The earliest profanities are probably religious, prompted by strict teaching not to take the names of God or gods in vain. In an increasingly secular society, especially in the West, these taboos have largely lost their power to offend. Oaths like ‘Jesus’, ‘Christ’ or ‘God in heaven’ are now almost empty of shock value. In earlier times, religious profanities were often sanitised, as in ‘jeepers’, ‘cripes’ or ‘gosh’, but such terms have largely disappeared. In some cultures, though, religious terms have retained the power to shock. In French Quebec, the most effective profanities still relate to the Church and its liturgy, as in expletives such as ‘tabarnak’ (tabernacle) or ‘calice’ (chalice). ‘Merde’ is relatively mild.

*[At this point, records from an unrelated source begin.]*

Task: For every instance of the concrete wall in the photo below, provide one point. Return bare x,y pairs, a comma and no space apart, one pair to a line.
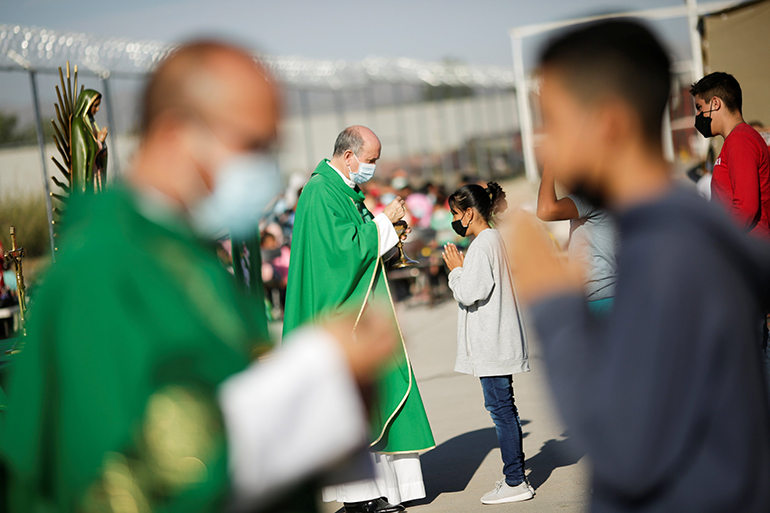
410,130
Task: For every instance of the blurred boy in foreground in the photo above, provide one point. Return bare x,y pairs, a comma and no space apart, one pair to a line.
665,394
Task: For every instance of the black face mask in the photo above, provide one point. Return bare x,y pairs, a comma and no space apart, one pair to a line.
703,124
458,227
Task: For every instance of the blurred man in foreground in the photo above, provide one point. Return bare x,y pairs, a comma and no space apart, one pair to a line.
134,392
666,393
593,237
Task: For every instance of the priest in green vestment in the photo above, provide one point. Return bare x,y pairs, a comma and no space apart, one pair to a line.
337,264
135,390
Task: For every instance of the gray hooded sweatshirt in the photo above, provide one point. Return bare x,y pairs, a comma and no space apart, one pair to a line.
491,340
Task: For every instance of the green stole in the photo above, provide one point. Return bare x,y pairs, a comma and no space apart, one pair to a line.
335,266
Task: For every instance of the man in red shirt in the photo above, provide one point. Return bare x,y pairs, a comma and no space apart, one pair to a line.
741,177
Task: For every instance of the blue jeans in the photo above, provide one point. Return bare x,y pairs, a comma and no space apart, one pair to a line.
498,399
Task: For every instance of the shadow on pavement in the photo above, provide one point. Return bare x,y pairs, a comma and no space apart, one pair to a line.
450,466
553,454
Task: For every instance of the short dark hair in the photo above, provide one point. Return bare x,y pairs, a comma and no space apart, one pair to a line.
723,86
349,139
488,202
619,57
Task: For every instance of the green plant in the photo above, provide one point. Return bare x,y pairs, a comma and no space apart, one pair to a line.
28,214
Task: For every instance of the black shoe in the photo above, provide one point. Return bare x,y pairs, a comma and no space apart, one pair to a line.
373,506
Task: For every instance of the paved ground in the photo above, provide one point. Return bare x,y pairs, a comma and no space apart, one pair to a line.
466,462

Nevertheless, religious doctrine may also underlie the taboos against terms relating to defecation and sexual function, but these too have lost much of their impact, although British actor Stephen Fry, recently stuck in a lift, expressed his frustration by tweeting ‘Arse, poo and widdle’ to his many followers. Expressions like ‘bugger’, ‘shit’, ‘piss off’, ‘bollocks’ or ‘cock-up’ punctuate normal conversation without arousing much disapproval, except perhaps in some leafy avenues of genteel society. The F-word was once replaced by sanitised variants, such as ‘frigging’ or ‘fecking’, but is now part of regular discourse and is heard widely on television, often as a culinary accompaniment. There are wide cultural differences, of course, and even in the United States such profanities on public television are much less acceptable than in the United Kingdom or feckless Australasia. The C-word is still largely taboo, perhaps due to a persisting sexual taboo mixed with the residues of old-time chivalry—and maybe a pinch of feminism.

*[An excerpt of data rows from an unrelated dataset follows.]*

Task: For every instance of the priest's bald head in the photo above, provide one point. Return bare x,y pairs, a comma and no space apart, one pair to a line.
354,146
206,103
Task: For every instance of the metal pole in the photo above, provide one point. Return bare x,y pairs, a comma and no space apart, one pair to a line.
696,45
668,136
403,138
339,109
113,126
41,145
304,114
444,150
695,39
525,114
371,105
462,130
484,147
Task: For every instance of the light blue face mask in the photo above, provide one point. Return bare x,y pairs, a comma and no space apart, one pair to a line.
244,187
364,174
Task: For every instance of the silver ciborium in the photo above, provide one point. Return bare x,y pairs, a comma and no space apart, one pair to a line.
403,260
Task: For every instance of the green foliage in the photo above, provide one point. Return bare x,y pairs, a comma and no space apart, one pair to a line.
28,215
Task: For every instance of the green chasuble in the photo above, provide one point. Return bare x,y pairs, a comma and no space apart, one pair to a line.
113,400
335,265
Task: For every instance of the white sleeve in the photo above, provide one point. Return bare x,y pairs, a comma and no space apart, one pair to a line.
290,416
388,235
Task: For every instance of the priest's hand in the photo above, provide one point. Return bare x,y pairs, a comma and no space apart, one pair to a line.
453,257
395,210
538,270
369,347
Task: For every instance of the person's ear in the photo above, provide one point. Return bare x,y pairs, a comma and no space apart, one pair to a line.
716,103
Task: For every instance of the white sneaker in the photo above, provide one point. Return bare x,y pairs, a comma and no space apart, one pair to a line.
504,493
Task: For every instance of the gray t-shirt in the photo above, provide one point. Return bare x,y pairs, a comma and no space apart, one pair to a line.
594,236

Change can be swift. In 1914 the phrase ‘Not bloody likely!’ caused an uproar when uttered on an English stage, in 1956 All Black Peter Jones shocked the nation by declaring himself ‘absolutely buggered’ on public radio, and in 1972 Germaine Greer was fined for saying ‘bullshit’ in a speech at the Auckland Town Hall. Domains of disapproval have now largely shifted from the religious and scatological to the political, probably because we are controlled by lawmakers rather than religious authorities. The strongest taboos are against racial terms. The N-word, for example, is rarely heard on television, but may surface in racist insults hurled by white supremacist skinheads. Other derogatory terms for cultural and indigenous minorities have largely disappeared from everyday discourse, and retain a genuine power to offend.

Taboo words will persist, if only because taboos themselves reflect necessary controls over human behaviour. Unchecked, we are an unruly species. But taboo words are also valuable in providing outlets for frustration that fall short of physical violence. A world without taboos, and taboo words, might be an altogether more dangerous place.